Le rapport au corps est un vrai sujet aujourd’hui, spécifiquement chez les jeunes. Les réseaux sociaux ont vraiment détruit une partie de la jeunesse et leur rapport à leur corps. C’est l’une des raisons derrière le décrochage des jeunes filles, le regard des autres. Ce qui est beaucoup moins prégnant chez les garçons. 

Dans nos communications publicitaires, nous tentons d’aller vers plus de réalisme. Auparavant, nous n’avions que des échantillons taille S, nous étions donc obligés de prendre des mannequins en S. Désormais, on tente de trouver des échantillons plus divers. 

C’est notre rôle, en tant qu’entreprise, de montrer la France telle qu’elle est. Intersport est très français, nous sommes présents sur tous les territoires, nous voulons montrer cette diversité-là. 

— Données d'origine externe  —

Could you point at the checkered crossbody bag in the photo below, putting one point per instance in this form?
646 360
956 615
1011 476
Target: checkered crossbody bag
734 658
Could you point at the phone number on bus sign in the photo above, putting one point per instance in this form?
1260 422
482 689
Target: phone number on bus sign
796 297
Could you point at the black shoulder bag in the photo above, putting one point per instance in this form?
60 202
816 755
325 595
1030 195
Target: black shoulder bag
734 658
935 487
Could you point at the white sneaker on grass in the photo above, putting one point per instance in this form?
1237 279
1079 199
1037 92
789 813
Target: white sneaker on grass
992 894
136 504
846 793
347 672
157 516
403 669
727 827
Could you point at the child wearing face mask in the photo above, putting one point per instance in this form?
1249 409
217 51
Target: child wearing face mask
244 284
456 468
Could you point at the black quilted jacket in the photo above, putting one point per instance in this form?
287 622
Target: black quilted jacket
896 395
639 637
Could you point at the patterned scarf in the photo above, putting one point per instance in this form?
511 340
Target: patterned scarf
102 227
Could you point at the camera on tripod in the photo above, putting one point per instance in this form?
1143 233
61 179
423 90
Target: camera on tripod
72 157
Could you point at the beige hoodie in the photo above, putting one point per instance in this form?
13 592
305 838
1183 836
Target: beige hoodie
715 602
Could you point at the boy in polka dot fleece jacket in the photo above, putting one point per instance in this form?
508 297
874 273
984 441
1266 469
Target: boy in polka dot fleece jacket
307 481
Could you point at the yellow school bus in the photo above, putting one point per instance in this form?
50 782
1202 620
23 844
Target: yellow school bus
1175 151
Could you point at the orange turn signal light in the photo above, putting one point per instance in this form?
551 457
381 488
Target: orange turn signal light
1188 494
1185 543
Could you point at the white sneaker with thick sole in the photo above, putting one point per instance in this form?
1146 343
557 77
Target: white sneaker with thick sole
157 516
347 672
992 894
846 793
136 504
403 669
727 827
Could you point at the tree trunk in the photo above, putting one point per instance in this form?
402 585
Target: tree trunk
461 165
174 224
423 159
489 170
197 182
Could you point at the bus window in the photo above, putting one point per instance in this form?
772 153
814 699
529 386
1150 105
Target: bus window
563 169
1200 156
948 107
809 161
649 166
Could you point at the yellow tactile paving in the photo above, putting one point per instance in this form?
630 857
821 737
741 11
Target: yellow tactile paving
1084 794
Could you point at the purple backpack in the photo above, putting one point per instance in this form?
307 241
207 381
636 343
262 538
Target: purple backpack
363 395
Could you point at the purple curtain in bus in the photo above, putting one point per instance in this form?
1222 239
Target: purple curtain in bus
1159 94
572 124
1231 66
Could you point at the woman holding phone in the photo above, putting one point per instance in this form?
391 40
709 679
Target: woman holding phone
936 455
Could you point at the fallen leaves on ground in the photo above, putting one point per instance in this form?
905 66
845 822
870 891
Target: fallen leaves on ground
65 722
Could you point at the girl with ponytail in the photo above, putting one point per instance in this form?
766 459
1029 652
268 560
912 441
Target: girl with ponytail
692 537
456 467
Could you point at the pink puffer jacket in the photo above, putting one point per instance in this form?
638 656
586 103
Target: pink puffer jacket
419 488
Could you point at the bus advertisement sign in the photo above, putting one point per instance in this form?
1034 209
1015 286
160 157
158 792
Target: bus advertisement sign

En avril dernier, le tribunal de commerce accepté l’offre de reprise de Go Sport par Intersport. Quelles sont les principales motivations derrière ce rachat, et comment cette acquisition s’inscrit-elle dans la stratégie globale de la marque de renforcer sa position sur le marché du sport et du prêt-à-porter ?

G.P. : À l’époque, Sport Direct, très présent en Angleterre nous faisait face, et était dans une stratégie offensive pour intégrer le marché français. De notre côté, nous souhaitions poursuivre la stratégie de développement de l’enseigne. En quelques années, nous sommes passés de 1 milliard à 4 milliards de chiffres d’affaires. Nous avons 100 ans d’exsitence avec une croissance très soutenue. 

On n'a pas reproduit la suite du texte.